The U.S. Department of Justice (DOJ) on Tuesday issued a memorandum to all federal agencies that further delineates specific practices that the Trump administration considers violations of civil rights law, including diversity, equity and inclusion (DEI) programs. The memo generally follows previous executive orders and guidance documents in this area.

While the guidance applies to all recipients of federal funds, many of the examples of potentially illegal practices cited concern education. These include lounges and other spaces set aside for specific groups, race and gender-based scholarships, and university hiring and admissions policies.
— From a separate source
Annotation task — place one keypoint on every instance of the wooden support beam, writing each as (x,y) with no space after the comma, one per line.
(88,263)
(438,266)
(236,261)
Overall, the DOJ memo broadens the scope of practices identified by the administration as potentially violating federal law.
As with the previous guidance in this area, such as the U.S. Education Department’s (ED) February 14 Dear Colleague Letter, a careful reading is warranted. In several instances, the memo seems to declare broadly that a certain practice is illegal, but a close reading somewhat narrows the scope. This is especially apparent in the section of the guidance that addresses use of “proxies” for protected characteristics, which is an expansion upon previous guidance. The memo notes that use of “proxies” must be intended to “advantage or disadvantage individuals based on protected characteristics” and goes on to list examples that are “potentially” unlawful, including cultural competence requirements in hiring, geographically targeted recruitment and diversity statements.
Many legal scholars noted after the executive orders and previous Trump administration guidance in this area that it is the courts that decide whether a given practice runs afoul of the Constitution and federal civil rights law, and that any practice that was legal before the guidance was issued is still legal. The same is true for this DOJ memo. Many of the practices listed in the memo have not been found by courts to be generally unlawful, but the legal landscape is ever-shifting.
For example, the state of Tennessee and Students for Fair Admissions, the group that brought the lawsuit resulting in the Supreme Court decision prohibiting race-based admissions to achieve student diversity, have sued ED, arguing that the Hispanic-Serving Institutions program is unconstitutionally discriminatory. Many other lawsuits arguing against some of the practices listed in the DOJ memo are also pending.
As with the previously issued guidance, colleges are advised to consult with their legal counsel and possibly other state officials to determine what, if any, actions to take in response to the DOJ memo.